The proposed duties on Chinese-built EVs of up to 45% would cost
carmakers billions of extra dollars to bring cars into the bloc
and are set to be imposed from next month for five years.
The Commission, which oversees the bloc's trade policy, has
said they would counter what it sees as unfair Chinese subsidies
after a year-long anti-subsidy investigation, but it also said
on Friday it would continue talks with Beijing.
A possible compromise could be to set minimum sales prices.
In a pivotal vote on Friday, 10 EU members backed tariffs and
five voted against, with 12 abstentions, EU sources said.
It would have taken opposition from a qualified majority of 15
EU members, representing 65% of the EU population, to block the
proposal. Reuters reported on Wednesday that the measure was
likely to pass with France, Italy and Poland planning to vote in
favour.
The region's biggest economy and major car producer,
Germany, voted against the proposal, sources said on Friday.
The EU executive said it had obtained "the necessary
support" to adopt the tariffs, although it would continue talks
with Beijing to find an alternative solution.

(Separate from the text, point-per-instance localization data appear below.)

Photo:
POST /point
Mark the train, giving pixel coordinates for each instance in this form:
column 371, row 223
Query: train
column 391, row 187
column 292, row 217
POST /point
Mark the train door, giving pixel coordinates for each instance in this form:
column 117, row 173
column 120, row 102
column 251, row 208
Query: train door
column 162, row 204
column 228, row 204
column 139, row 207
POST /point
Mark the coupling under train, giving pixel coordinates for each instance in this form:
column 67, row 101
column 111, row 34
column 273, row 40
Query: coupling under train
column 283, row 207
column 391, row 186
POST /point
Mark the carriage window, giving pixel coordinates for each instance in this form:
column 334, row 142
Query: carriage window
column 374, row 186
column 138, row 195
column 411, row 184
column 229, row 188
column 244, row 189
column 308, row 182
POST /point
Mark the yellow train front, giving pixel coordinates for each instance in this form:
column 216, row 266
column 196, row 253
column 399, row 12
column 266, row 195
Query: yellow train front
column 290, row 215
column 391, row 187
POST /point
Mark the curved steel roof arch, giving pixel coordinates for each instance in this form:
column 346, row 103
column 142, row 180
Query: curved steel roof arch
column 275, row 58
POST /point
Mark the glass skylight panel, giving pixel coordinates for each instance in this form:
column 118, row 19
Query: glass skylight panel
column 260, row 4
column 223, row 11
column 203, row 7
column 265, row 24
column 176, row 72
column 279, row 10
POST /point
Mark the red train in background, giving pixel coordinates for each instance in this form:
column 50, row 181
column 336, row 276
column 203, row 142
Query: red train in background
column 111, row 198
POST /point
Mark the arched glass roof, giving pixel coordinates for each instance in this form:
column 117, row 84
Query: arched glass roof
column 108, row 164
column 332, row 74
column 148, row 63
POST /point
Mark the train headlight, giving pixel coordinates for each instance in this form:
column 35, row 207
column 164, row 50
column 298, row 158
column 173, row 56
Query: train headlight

Friday's vote reflected divisions in Europe on commercial
relations with China. Some nations want a firm line against what
they see as excessive state subsidies and are mindful of the
EU's failure to impose tariffs on Chinese solar panels a decade
ago. China has a share of over 90% of the EU photovoltaic
market.
Other countries want to encourage Chinese investment or fear
a tit-for-tat trade war.
In what was already seen as a retaliation, Beijing this year
launched its own probes into imports of EU brandy, dairy and
pork products.
A FATAL SIGNAL?
BMW Chief Executive Oliver Zipse described the vote as
"a fatal signal for the European automotive industry". He said a
quick settlement was needed between Brussels and Beijing to
prevent a trade conflict.
Volkswagen said the planned tariffs were "the wrong
approach."
Geely Holding expressed "deep disappointment" in
the Commission's decision, saying it could hinder EU-China
economic relations and harm European companies and consumers.
China's foreign ministry did not immediately respond to a
Reuters request for comment.
Hungarian Prime Minister Viktor Orban said the EU was headed for
an "economic cold war" with China.
However, France's PFA car association said it was good EU
members had backed duties, adding it was in favour of free
trade, as long as it was fair.
Stellantis ( STLA ) said it supported free and fair competition and
that the sector was under pressure from ambitious carbon
reduction plans and "the Chinese global commercial offensive".
HARDENED STANCE
The EU's stance towards Beijing has hardened in the last
five years. It views China as a potential partner in some
issues, but also as a competitor and a systemic rival.
The Commission says China's spare production capacity of
three million EVs per year, which needed to be exported, is
twice the size of the EU market. Given 100% tariffs in the
United States and Canada, the most obvious outlet for those EVs
is Europe.
As part of continued negotiations with China, the Commission
could re-examine a price undertaking - involving a minimum
import price and typically a volume cap.
A case in point is Volvo Cars, which is majority owned by Geely.
The company hopes to avoid hefty tariffs when importing its
China-made EVs by reaching an agreement on pricing.
The EU tariffs range from 7.8% for Tesla to 35.3% for
SAIC and other companies deemed not to have
cooperated with the EU investigation. These tariffs are on top
of the EU's standard 10% import duty for cars.